Compile the web-app from the Dart code

Build the Web UI

cd /usr/local/src/security_monkey/dart
sudo /usr/lib/dart/bin/pub get
sudo /usr/lib/dart/bin/pub build

Copy the compiled Web UI to the appropriate destination

mkdir -p /usr/local/src/security_monkey/security_monkey/static/
/bin/cp -R /usr/local/src/security_monkey/dart/build/web/* /usr/local/src/security_monkey/security_monkey/static/
chgrp -R www-data /usr/local/src/security_monkey

Update configurations

Replace the config file that we previously backed up.

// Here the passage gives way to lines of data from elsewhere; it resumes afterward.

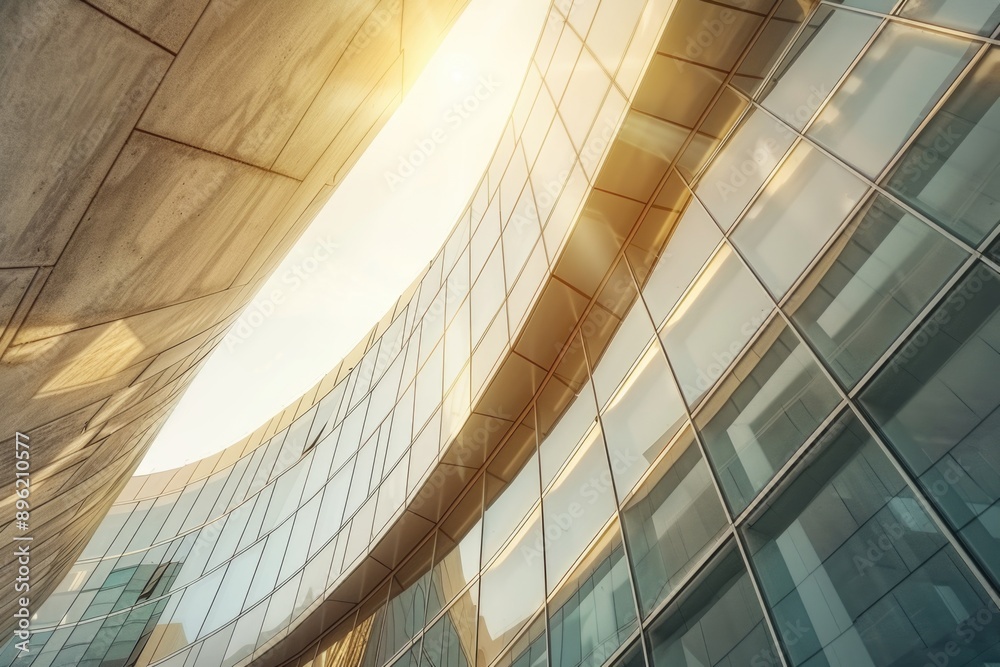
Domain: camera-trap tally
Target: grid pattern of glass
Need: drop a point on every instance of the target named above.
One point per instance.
(786, 454)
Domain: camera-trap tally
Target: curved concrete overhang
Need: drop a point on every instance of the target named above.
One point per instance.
(158, 161)
(610, 199)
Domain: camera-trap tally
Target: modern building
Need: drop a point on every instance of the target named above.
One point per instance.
(707, 374)
(157, 161)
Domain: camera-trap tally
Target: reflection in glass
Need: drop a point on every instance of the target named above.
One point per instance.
(713, 322)
(632, 658)
(577, 506)
(762, 413)
(869, 286)
(689, 247)
(952, 171)
(977, 16)
(815, 63)
(592, 614)
(938, 404)
(795, 215)
(451, 641)
(505, 609)
(741, 167)
(528, 650)
(890, 91)
(671, 521)
(717, 621)
(642, 417)
(856, 572)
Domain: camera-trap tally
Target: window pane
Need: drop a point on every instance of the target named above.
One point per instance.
(952, 171)
(632, 658)
(856, 572)
(890, 91)
(817, 60)
(718, 621)
(737, 172)
(641, 419)
(577, 506)
(689, 247)
(713, 322)
(800, 208)
(505, 609)
(770, 405)
(594, 611)
(672, 520)
(979, 16)
(938, 404)
(870, 286)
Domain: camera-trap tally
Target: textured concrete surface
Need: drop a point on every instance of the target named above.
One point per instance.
(157, 159)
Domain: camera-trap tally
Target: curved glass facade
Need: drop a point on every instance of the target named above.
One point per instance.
(706, 375)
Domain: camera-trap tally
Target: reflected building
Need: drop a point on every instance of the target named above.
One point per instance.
(704, 375)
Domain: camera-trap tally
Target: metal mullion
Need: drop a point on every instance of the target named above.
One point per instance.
(849, 399)
(900, 341)
(930, 507)
(932, 113)
(626, 549)
(697, 567)
(858, 209)
(922, 25)
(772, 631)
(773, 69)
(881, 190)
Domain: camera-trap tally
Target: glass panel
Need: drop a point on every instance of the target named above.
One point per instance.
(889, 92)
(869, 286)
(800, 209)
(713, 322)
(672, 520)
(509, 508)
(632, 658)
(504, 608)
(457, 565)
(641, 419)
(978, 16)
(689, 247)
(567, 434)
(451, 642)
(763, 412)
(816, 62)
(529, 650)
(718, 621)
(576, 507)
(938, 404)
(743, 164)
(594, 611)
(855, 571)
(884, 6)
(952, 171)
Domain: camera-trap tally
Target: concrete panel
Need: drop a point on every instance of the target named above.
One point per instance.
(13, 284)
(45, 379)
(370, 54)
(423, 21)
(160, 201)
(81, 81)
(246, 77)
(166, 22)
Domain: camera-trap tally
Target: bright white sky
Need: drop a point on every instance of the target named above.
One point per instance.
(372, 239)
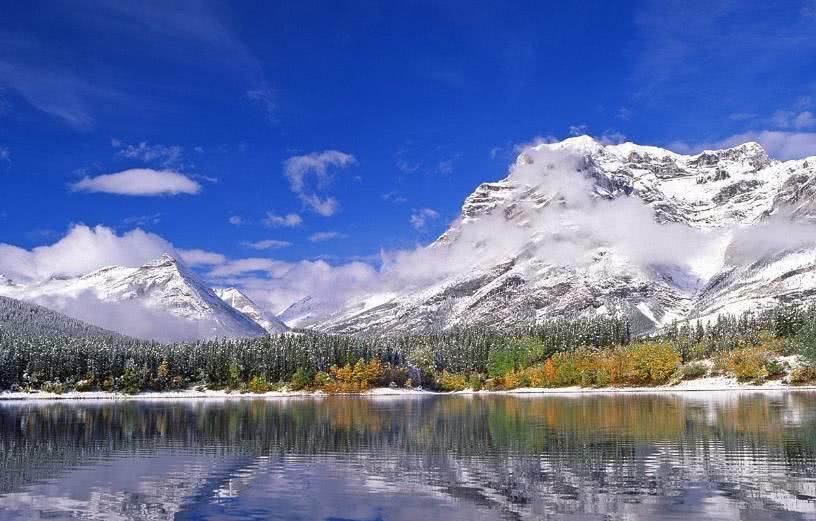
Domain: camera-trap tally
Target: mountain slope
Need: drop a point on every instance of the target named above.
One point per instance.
(580, 228)
(162, 299)
(24, 318)
(237, 300)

sudo mv ~/config.py /usr/local/src/security_monkey/env-config/

If your file is named something other than config.py, you will want to set the SECURITY_MONKEY_SETTINGS environment variable to point to your config:

export SECURITY_MONKEY_SETTINGS=/usr/local/src/security_monkey/env-config/config-deploy.py

Update the database tables

Security Monkey uses Flask-Migrate (Alembic) to keep database tables up to date. To update the tables, run this command (while in your virtual environment): Note: monkey db upgrade is idempotent. You can re-run it without causing any harm.

cd /usr/local/src/security_monkey/
monkey db upgrade

Start services

sudo supervisorctl start securitymonkeyui
sudo supervisorctl start securitymonkeyscheduler
sudo supervisorctl start securitymonkeyworkers

Note: Netflix doesn't upgrade/patch Security Monkey systems. Instead simply rebake a new instance with the new version.